So my other half is obsessed with black beans. I don’t know why, but he is. Chicken with rice and beans and he is in culinary heaven! So I tried a different version of the Italian ‘arancini’, the fried and delicious risotto ball stuffed with cheese.
This version is baked instead of fried and also is closer to latin cuisine. As that it goes really well with tacos for example.

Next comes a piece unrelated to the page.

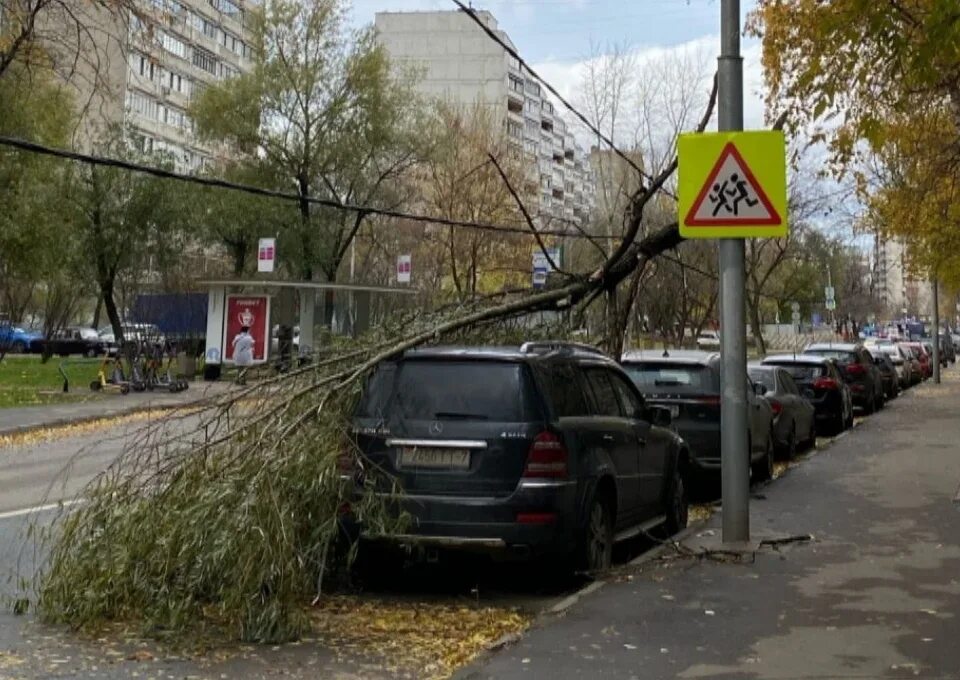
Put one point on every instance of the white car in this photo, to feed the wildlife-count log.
(708, 340)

Latin no-fry risotto balls
– 1/2 cup of risotto rice
– 1/2 cup cooked black beans
– 2 slices of cheese (any kind you want)
– 2 eggs
– 1 cup of bread crumbs (I crumbled some gluten free bread for this)
– 1 cup yoghurt or quark
– 1 lemon
– 1 clove of garlic
– some fresh cilantro
1. Cook the risotto rice with about 1 cup of water so you get nice gluey rice.
2. Mix rice with beans and cheese and set aside for a few minutes until it’s cooled down.
3. Beat the eggs in a small bowl. Add some salt.
4. Form golf-ball sized balls with the rice mix. Dip into the egg, then dip into the bread crumbs.
5. Repeat until all rice is used up.
6. Put the rice balls into an oven-safe dish and bake in the oven at about 300 degrees celsius until the bread crumbs turn gold brown. This should take about 15-20 minutes.
7. Mix yoghurt, lemon, garlic and chopped cilantro. Season with salt and pepper. Serve with the risotto balls.